Cancer cachexia, one of the metabolic syndromes caused by cancer, is a devastating and miserable condition encountered in more than 50% of terminal cancer patients presenting with significant weight loss associated with skeletal muscle atrophy and fat loss. Though cachexia may account for up to 20% of cancer deaths, no significant treatment is still lacking and is of urgent unmet medical need in cancer treatment. Therefore, understanding the underlying molecular mechanisms is essential for anticipating therapeutic approaches. Since the primary events driving cachexia are mediated via either the central nervous system relatedor inflammation related-anorexia, hypoanabolism, and hypercatabolism, therapy usually targets nutritional support to compensate reduced food intake along with some anti-inflammatory agents to cover specific inflammation-related metabolic derangement, and encourages exercise to supplement reduced physical activity, but all proven to be not so effective so far.
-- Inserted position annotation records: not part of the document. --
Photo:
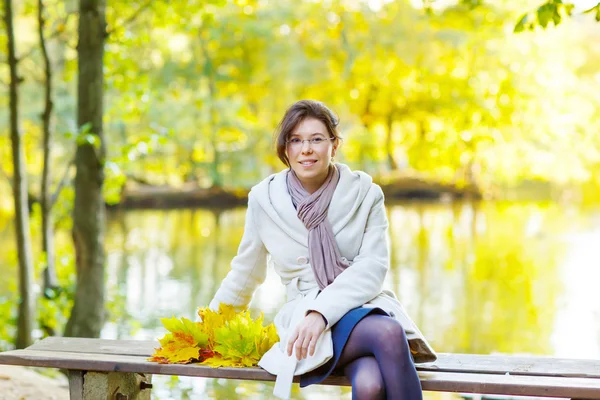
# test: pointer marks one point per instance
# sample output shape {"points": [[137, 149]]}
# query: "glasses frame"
{"points": [[310, 143]]}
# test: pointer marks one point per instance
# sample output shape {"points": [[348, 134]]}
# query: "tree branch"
{"points": [[61, 185], [6, 176], [130, 19], [50, 37]]}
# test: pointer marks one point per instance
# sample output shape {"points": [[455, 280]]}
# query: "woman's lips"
{"points": [[308, 164]]}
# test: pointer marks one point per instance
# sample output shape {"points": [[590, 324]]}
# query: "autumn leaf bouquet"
{"points": [[223, 338]]}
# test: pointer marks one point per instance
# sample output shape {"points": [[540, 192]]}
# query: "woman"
{"points": [[325, 229]]}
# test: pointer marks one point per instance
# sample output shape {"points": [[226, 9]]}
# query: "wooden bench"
{"points": [[118, 369]]}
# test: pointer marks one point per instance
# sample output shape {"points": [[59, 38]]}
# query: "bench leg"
{"points": [[89, 385]]}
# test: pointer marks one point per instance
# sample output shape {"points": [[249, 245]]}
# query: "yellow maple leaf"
{"points": [[225, 338]]}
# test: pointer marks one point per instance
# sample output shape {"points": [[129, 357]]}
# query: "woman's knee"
{"points": [[367, 381], [371, 390], [391, 335]]}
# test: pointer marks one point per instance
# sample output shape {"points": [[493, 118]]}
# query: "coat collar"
{"points": [[274, 199]]}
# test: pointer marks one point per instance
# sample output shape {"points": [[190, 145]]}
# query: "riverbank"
{"points": [[26, 384], [136, 195]]}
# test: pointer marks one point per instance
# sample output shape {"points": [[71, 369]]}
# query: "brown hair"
{"points": [[297, 113]]}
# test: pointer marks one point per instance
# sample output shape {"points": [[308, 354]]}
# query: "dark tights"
{"points": [[377, 361]]}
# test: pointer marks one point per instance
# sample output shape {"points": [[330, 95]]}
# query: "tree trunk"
{"points": [[212, 117], [26, 303], [50, 281], [87, 315]]}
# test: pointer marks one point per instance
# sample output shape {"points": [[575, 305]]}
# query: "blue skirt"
{"points": [[340, 333]]}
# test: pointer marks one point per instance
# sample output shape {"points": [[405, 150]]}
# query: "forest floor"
{"points": [[20, 383]]}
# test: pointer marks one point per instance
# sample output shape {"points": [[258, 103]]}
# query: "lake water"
{"points": [[485, 277]]}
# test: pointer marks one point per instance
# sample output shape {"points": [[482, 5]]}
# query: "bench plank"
{"points": [[581, 388], [102, 346], [462, 363]]}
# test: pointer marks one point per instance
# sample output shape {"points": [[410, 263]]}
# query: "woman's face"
{"points": [[309, 149]]}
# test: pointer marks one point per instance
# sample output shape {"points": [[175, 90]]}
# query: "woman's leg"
{"points": [[366, 379], [384, 339]]}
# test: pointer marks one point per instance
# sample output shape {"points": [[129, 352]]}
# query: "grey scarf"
{"points": [[323, 252]]}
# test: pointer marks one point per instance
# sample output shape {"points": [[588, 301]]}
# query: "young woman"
{"points": [[325, 229]]}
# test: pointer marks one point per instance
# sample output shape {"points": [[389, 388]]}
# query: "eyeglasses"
{"points": [[297, 143]]}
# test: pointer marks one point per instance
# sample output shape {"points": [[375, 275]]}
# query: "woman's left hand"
{"points": [[306, 334]]}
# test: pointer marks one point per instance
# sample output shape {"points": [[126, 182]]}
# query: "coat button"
{"points": [[302, 260]]}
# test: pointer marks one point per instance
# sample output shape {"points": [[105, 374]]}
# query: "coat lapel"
{"points": [[275, 200]]}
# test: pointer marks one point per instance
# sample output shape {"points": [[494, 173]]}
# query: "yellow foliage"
{"points": [[221, 339]]}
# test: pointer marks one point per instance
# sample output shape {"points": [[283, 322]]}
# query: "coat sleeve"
{"points": [[248, 267], [363, 280]]}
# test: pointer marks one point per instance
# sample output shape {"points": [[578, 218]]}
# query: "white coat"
{"points": [[274, 233]]}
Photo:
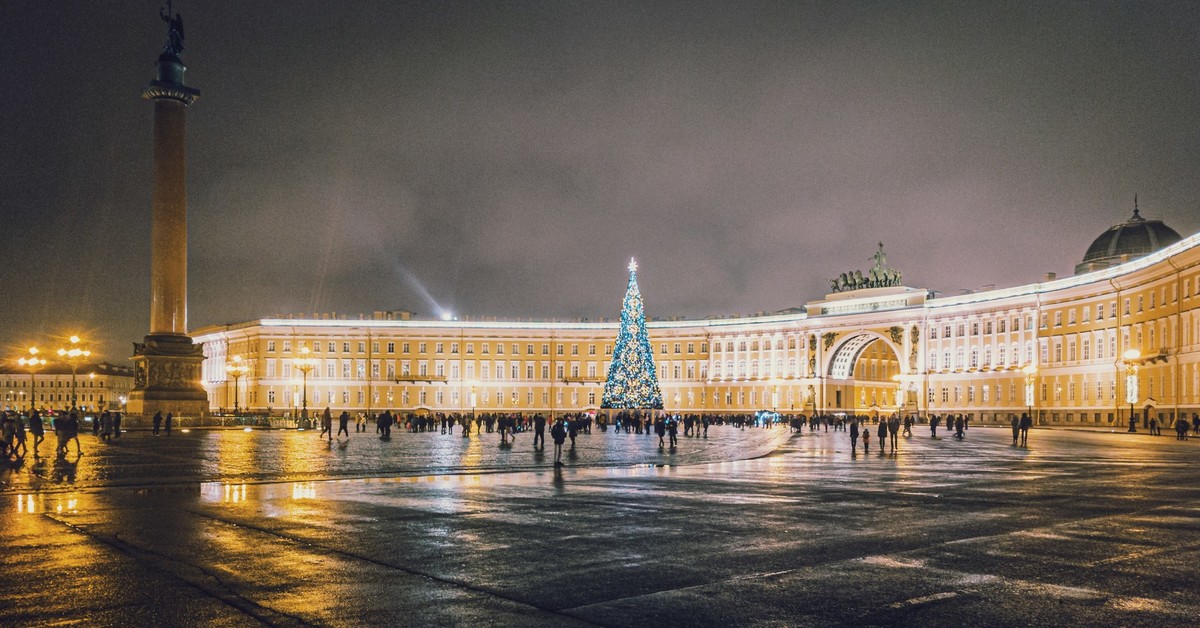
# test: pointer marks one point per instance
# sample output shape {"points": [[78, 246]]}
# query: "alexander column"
{"points": [[167, 364]]}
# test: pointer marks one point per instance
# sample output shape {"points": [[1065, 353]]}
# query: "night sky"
{"points": [[508, 159]]}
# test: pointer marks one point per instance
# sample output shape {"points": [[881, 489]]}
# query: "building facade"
{"points": [[97, 387], [1091, 350]]}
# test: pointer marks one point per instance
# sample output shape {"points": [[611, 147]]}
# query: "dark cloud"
{"points": [[508, 159]]}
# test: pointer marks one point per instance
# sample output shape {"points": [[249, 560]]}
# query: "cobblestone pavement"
{"points": [[745, 527]]}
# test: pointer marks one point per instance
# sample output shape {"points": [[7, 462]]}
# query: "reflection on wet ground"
{"points": [[227, 455], [747, 527]]}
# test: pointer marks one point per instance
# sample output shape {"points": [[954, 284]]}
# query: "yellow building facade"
{"points": [[1062, 348]]}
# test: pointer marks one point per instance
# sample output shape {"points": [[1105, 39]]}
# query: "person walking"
{"points": [[558, 434], [72, 434], [327, 424], [539, 431], [37, 429]]}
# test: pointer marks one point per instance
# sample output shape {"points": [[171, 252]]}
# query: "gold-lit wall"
{"points": [[875, 351]]}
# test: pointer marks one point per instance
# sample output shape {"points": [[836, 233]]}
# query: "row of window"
{"points": [[55, 383], [1009, 358], [441, 347], [1001, 326]]}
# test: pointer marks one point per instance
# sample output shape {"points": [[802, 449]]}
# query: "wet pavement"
{"points": [[744, 527]]}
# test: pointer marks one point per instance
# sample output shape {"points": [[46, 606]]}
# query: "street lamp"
{"points": [[1031, 375], [33, 363], [235, 370], [1132, 359], [899, 388], [72, 357], [305, 364]]}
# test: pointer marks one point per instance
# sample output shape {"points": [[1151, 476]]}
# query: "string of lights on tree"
{"points": [[633, 381]]}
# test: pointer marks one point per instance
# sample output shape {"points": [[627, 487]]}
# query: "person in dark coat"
{"points": [[37, 429], [558, 434], [1026, 423], [539, 431]]}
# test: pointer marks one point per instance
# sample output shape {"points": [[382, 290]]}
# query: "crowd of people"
{"points": [[19, 428]]}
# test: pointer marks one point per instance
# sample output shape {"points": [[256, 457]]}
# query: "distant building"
{"points": [[99, 387], [1057, 348]]}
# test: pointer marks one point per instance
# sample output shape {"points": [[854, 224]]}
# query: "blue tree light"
{"points": [[633, 382]]}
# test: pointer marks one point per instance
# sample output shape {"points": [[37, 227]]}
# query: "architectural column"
{"points": [[167, 363]]}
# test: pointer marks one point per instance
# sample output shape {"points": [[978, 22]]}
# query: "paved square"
{"points": [[744, 527]]}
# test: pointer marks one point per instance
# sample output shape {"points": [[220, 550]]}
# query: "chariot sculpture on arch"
{"points": [[879, 276]]}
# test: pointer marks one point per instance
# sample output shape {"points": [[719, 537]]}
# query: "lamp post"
{"points": [[305, 364], [237, 369], [1132, 359], [33, 363], [72, 357], [1031, 375]]}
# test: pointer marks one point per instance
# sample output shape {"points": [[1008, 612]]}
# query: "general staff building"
{"points": [[1120, 338]]}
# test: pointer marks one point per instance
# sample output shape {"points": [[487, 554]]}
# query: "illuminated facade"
{"points": [[871, 346], [99, 387]]}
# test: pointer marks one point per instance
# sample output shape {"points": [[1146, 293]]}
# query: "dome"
{"points": [[1128, 240]]}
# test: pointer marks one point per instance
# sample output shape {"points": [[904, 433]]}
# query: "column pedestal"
{"points": [[167, 377]]}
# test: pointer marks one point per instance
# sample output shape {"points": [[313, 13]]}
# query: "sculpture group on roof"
{"points": [[879, 276]]}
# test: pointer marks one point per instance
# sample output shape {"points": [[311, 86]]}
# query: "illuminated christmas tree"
{"points": [[633, 382]]}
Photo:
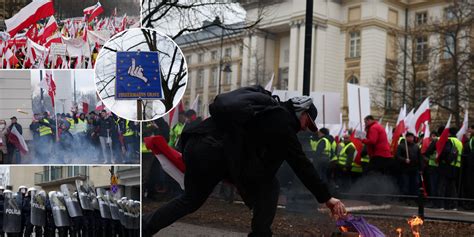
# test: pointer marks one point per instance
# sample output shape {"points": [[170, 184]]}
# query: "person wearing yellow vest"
{"points": [[409, 159], [46, 131], [344, 164], [449, 165], [176, 130], [468, 177], [129, 132], [324, 152]]}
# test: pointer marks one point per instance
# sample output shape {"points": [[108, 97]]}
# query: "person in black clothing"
{"points": [[105, 124], [248, 155], [409, 158], [13, 152]]}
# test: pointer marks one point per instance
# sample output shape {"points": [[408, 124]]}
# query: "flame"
{"points": [[415, 225], [344, 229], [399, 231]]}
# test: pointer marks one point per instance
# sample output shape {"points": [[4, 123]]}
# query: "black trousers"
{"points": [[205, 168]]}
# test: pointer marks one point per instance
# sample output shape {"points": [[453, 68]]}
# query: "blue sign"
{"points": [[138, 76]]}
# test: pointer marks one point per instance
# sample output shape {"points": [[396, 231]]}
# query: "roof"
{"points": [[211, 32]]}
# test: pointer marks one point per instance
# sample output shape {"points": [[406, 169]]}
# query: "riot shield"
{"points": [[12, 213], [121, 208], [113, 206], [70, 197], [103, 204], [58, 207], [83, 195], [38, 208]]}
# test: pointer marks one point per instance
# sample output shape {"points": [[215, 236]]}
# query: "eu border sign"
{"points": [[138, 76]]}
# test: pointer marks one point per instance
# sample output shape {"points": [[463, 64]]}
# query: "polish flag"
{"points": [[98, 9], [50, 28], [49, 85], [15, 138], [170, 159], [443, 138], [426, 138], [29, 15], [399, 129], [11, 58], [421, 116], [463, 130], [358, 146]]}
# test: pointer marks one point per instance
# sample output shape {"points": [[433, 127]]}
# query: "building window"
{"points": [[214, 76], [354, 45], [449, 13], [228, 78], [421, 92], [388, 95], [214, 55], [200, 58], [449, 43], [421, 49], [228, 52], [449, 92], [354, 14], [353, 80], [200, 78], [188, 59], [421, 18], [393, 16]]}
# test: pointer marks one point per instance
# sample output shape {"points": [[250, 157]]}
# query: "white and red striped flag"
{"points": [[48, 85], [443, 138], [463, 130], [171, 160], [426, 138], [98, 9], [29, 15], [421, 116], [15, 138]]}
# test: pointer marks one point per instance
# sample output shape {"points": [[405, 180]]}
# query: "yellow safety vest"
{"points": [[81, 125], [327, 148], [458, 145], [44, 130], [128, 131]]}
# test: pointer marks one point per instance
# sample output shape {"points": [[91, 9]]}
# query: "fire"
{"points": [[399, 231], [415, 225]]}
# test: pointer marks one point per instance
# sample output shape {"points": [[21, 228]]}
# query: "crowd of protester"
{"points": [[93, 138]]}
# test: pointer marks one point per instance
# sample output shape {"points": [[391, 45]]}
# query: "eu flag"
{"points": [[138, 76]]}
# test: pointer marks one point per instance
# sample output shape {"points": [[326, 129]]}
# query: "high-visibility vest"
{"points": [[144, 149], [128, 131], [458, 145], [43, 129], [327, 149], [71, 122], [81, 125]]}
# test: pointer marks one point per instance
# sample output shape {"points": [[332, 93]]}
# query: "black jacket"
{"points": [[255, 151]]}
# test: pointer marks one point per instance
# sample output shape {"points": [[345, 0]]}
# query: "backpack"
{"points": [[241, 105]]}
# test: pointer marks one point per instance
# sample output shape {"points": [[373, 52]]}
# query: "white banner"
{"points": [[358, 100]]}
Therefore, combination therapies such as a standard multi-modal package including an anorexic agent, megestrol acetate, and anti-inflammatory agent coupled with the development of potential novel therapeutics promise a new era in rescuing patients from cancer cachexia. In this review, we propose the potential application of BPC157, one of the active cytoprotective agents isolated from gastric juices for cancer cachexia. Before clinical trial, we introduced the evidence showing BPC157 rescued from cancer cachexia supported with explored mode of actions.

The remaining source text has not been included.